Но в воздухе висело иррациональное ощущение почти предательства. Как будто если я сейчас попрощаюсь, навсегда выгоню этого человека из своей жизни, больше никогда не увижу, с ним — или со мной случится что-то страшное и непоправимое. Как будто никакого «потом» у нас просто не было. Наверное, за последние дни я слишком привыкла к его присутствию где-то в обозримом пространстве, и теперь перспектива расставания пугала.
Пауза затягивалась настолько, что это становилось откровенно неприлично и очень неприятно, и в конце концов я не выдержала.
— Составишь мне компанию за чашкой кофе? — тихо проговорила, не решаясь поднять взгляд выше воротничка его комбинезона.
— С удовольствием, — так же тихо ответил он, и мне почудился едва различимый облегчённый вздох.
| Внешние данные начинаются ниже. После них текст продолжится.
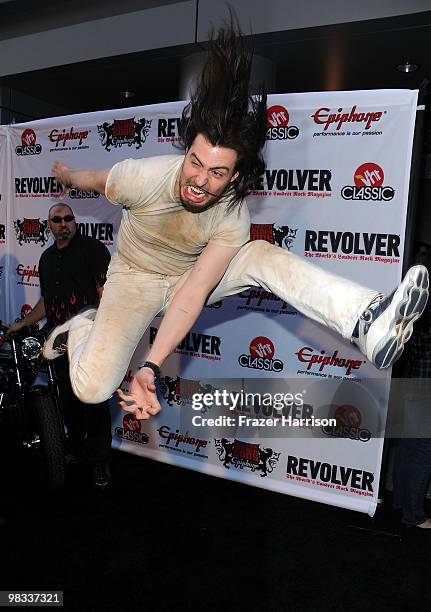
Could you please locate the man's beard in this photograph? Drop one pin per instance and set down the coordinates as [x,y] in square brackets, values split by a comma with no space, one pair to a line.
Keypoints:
[65,235]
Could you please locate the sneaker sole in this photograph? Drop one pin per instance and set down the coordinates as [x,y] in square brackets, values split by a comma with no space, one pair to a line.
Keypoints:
[406,309]
[48,350]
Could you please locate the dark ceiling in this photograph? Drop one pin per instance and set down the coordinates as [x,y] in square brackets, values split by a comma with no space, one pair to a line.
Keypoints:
[360,55]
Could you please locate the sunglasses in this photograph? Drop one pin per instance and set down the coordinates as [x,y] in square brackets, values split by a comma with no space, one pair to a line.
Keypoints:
[58,219]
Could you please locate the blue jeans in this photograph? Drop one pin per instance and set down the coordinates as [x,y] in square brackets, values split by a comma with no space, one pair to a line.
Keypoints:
[411,474]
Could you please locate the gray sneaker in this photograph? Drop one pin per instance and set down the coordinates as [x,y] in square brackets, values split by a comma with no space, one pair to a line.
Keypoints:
[387,323]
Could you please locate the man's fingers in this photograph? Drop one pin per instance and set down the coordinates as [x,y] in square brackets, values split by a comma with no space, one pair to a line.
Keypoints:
[153,410]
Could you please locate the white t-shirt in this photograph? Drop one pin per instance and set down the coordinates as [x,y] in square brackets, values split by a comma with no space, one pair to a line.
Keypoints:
[156,233]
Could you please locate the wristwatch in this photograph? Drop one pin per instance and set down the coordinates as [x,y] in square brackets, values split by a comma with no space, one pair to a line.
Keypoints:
[152,366]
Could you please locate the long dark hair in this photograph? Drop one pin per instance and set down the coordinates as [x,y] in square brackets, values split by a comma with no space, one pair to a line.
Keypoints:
[223,111]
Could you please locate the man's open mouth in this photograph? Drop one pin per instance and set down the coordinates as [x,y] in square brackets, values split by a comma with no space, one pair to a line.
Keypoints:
[194,194]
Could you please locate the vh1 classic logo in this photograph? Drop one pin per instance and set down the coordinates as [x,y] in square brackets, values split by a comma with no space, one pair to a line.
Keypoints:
[28,145]
[131,430]
[349,424]
[261,356]
[278,127]
[368,179]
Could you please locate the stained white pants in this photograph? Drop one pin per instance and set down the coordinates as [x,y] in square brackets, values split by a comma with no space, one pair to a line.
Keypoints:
[100,351]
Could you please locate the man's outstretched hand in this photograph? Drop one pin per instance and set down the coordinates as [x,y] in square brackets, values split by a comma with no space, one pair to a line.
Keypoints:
[142,398]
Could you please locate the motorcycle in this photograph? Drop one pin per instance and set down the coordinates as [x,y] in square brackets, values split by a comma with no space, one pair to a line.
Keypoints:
[29,401]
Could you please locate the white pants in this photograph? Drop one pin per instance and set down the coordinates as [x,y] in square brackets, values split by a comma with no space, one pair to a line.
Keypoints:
[100,351]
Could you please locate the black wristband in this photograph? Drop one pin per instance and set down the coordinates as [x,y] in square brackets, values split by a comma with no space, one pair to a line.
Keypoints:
[152,366]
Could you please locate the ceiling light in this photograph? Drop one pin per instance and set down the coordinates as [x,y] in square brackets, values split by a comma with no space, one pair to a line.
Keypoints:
[407,67]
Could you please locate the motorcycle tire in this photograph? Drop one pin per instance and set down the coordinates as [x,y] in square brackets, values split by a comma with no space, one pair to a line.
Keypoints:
[50,430]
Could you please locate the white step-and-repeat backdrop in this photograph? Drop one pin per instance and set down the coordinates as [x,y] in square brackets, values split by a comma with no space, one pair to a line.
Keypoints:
[335,191]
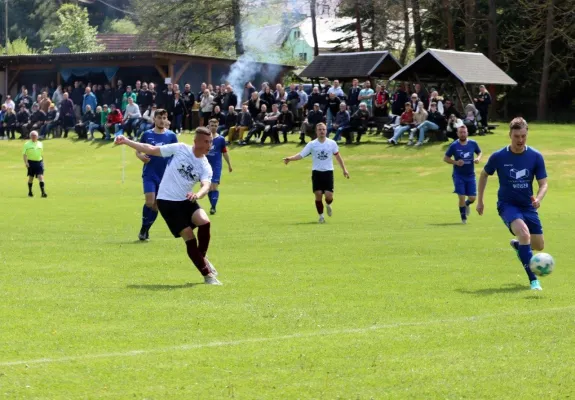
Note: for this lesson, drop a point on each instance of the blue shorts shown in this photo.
(216, 175)
(464, 185)
(151, 184)
(510, 213)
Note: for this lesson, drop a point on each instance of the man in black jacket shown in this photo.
(314, 117)
(285, 123)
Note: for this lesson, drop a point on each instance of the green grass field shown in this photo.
(392, 298)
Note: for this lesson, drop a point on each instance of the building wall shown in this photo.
(296, 45)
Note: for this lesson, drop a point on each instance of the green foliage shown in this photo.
(73, 31)
(18, 46)
(123, 26)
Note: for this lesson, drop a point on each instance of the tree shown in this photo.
(237, 23)
(73, 31)
(417, 38)
(312, 7)
(18, 46)
(469, 18)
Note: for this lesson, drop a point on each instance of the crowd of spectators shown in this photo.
(271, 112)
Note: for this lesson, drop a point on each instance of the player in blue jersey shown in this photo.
(217, 150)
(517, 165)
(154, 168)
(461, 154)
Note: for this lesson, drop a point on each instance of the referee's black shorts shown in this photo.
(178, 214)
(35, 168)
(322, 181)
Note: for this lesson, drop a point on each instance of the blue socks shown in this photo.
(148, 216)
(214, 196)
(525, 255)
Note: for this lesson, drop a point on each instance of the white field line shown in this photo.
(333, 332)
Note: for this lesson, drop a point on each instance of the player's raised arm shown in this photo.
(342, 165)
(140, 147)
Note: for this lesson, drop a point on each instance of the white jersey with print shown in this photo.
(183, 172)
(322, 154)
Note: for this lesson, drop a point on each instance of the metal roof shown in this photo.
(352, 65)
(467, 67)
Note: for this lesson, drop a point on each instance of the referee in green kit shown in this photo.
(34, 161)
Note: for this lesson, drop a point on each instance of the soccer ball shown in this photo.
(542, 264)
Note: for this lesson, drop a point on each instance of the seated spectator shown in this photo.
(434, 121)
(147, 120)
(131, 117)
(9, 123)
(450, 109)
(99, 121)
(452, 125)
(419, 117)
(270, 120)
(405, 124)
(358, 123)
(258, 126)
(88, 118)
(52, 121)
(231, 121)
(113, 122)
(314, 117)
(341, 122)
(245, 122)
(284, 124)
(435, 98)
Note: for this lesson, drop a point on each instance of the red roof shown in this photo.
(124, 42)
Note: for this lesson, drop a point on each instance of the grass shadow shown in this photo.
(162, 287)
(507, 288)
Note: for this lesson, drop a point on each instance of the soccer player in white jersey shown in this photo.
(177, 202)
(322, 150)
Костяшками пальцев осторожно очертил мою скулу, заправил за ухо прядь волос. — Вот только… ты же понимаешь, что всё не ограничится кофе? — усмехнулся он.
— Не заставляй меня отвечать «да», ладно? Я и так чувствую себя ужасно глупо и неловко, — с нервным смешком ответила я, поднимая на мужчину взгляд. Он смотрел на меня с чуть кривоватой усмешкой, но непривычно тепло.